Qui aurait cru qu’un toit sur le point de s’écrouler et des moisissures dans les murs feraient partie des meilleures choses qui pouvaient arriver au Musée des sciences et de la technologie du Canada (MSTC)? Comment, vous demandez-vous? Eh bien, pour éviter la catastrophe, une enveloppe de 80 millions de dollars a été libérée pour la reconstruction du Musée. L’état de l’ancien entrepôt de boulangerie qui abritait le MSTC depuis 1967 se dégradait à une vitesse alarmante, et l’on planifiait la construction d’un nouvel édifice depuis les années 1970. Les plans ne se sont cependant jamais réalisés.
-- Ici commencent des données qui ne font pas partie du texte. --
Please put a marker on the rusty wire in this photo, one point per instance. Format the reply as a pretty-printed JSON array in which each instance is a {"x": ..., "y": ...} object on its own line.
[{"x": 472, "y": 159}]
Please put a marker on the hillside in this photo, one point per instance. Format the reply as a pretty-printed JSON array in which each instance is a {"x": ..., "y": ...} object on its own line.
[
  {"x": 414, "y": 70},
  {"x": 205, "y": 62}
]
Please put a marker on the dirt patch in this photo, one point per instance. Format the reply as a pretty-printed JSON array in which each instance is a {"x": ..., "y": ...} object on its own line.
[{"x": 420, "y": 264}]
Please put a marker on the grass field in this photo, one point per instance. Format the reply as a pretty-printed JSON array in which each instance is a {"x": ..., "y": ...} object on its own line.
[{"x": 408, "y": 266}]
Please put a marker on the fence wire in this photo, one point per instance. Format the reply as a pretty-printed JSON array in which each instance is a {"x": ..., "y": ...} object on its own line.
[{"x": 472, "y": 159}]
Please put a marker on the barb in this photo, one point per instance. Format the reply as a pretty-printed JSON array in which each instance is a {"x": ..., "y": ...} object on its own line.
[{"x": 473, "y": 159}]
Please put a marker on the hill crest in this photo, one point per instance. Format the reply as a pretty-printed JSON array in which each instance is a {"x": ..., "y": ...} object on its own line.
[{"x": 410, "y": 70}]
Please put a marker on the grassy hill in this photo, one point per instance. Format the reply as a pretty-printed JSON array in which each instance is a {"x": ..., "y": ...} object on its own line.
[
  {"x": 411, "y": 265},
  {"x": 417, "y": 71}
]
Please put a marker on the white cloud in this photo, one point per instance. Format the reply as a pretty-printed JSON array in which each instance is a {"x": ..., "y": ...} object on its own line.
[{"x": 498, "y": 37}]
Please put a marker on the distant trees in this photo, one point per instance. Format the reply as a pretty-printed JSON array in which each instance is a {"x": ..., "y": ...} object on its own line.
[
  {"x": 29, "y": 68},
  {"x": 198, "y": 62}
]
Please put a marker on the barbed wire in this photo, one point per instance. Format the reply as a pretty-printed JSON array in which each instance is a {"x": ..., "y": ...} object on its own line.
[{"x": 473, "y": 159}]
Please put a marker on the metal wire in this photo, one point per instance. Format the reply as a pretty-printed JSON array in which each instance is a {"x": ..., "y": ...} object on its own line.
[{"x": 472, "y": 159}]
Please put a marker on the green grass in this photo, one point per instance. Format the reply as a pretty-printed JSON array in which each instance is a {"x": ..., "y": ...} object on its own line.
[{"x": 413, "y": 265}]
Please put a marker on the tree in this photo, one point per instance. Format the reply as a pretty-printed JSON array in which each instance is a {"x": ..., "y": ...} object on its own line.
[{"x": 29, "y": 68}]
Le MSTC a ainsi occupé pendant 50 ans ce qui devait être au départ un abri temporaire.

portes d’entrée entourées de panneaux à DEL

La nouvelle voûte lumineuse à DEL devient de plus en plus impressionnante à mesure qu’on s’en approche.

L’affaissement du toit et la colonie de moisissure qui ont forcé la fermeture du Musée en 2014 ont permis d’en faire quelque chose de merveilleux. La transformation apparaît encore plus spectaculaire, voire miraculeuse, lorsqu’on connaît les délais incroyablement serrés du projet de modernisation et de reconstruction presque complète. Je peux en témoigner, ayant fait partie de la délégation du Musée de la Banque du Canada qui a passé un après-midi à visiter le MSTC et à discuter avec certains membres de son équipe responsable des expositions.

visiteurs dans un musée

L’Allée des artefacts, très divertissante, est ponctuée de bornes interactives et de stations immersives qui font la joie des enfants.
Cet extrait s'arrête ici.